Forest Service Expert Says Arizona Needs Its Own Tankers
A new report released Tuesday said a better plan is needed to deal with the U.S. Forest Service’s airtanker shortage. The Government Accountability Office said the Forest Service should work with the Department of the Interior to develop a more coordinated approach, but not everyone is sold on that strategy.
In 2002, the Forest Service had 44 airtankers that helped put out wildfires across the country. Now, they are down to nine.
Tony Kern is the former National Aviation Director of the Forest Service.
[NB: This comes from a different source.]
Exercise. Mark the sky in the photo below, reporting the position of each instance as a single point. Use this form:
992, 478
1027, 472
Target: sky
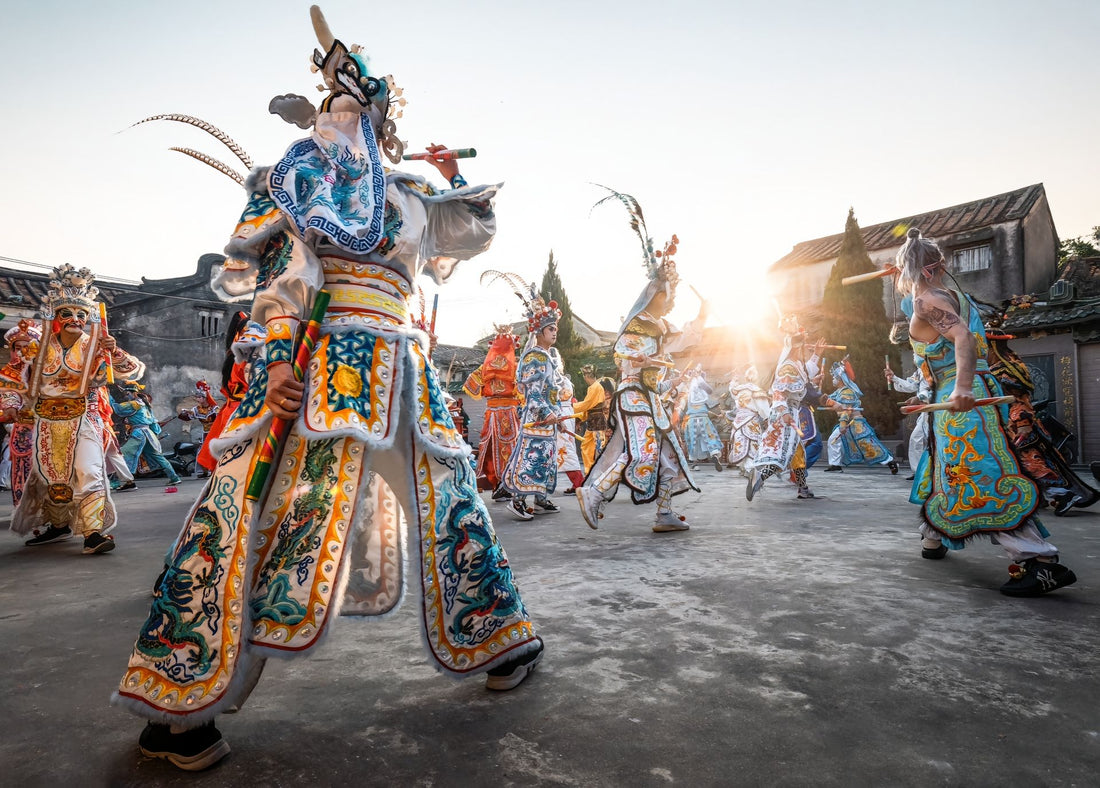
741, 127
He said that federal oversight of airtankers is costly, timely and too big a job for the agencies.
"I think the state ought to look at requesting federal funding to develop their own state fleet of airtankers," Kern said. "I think the timeline for a federal fleet test acquisition, you're looking at a decade, I think the states are much more nimble."
Arizona wildfires burned more than 200,000 acres last year, according to the National Interagency Fire Center, and more fires mean more help.
GAO report author Anne-Marie Lasowski Fennell said in a podcast that airtankers are effective and needed.
"Aerial support is an important aspect of fighting wildland fires, so it is particularly imperative that the Forest Service and the Department of Interior have a robust strategy," Fennell said.
The agencies in the report, which also include the Department of Agriculture, agreed with GAO’s recommendations, although no timeline to complete the development of a comprehensive strategy was discussed.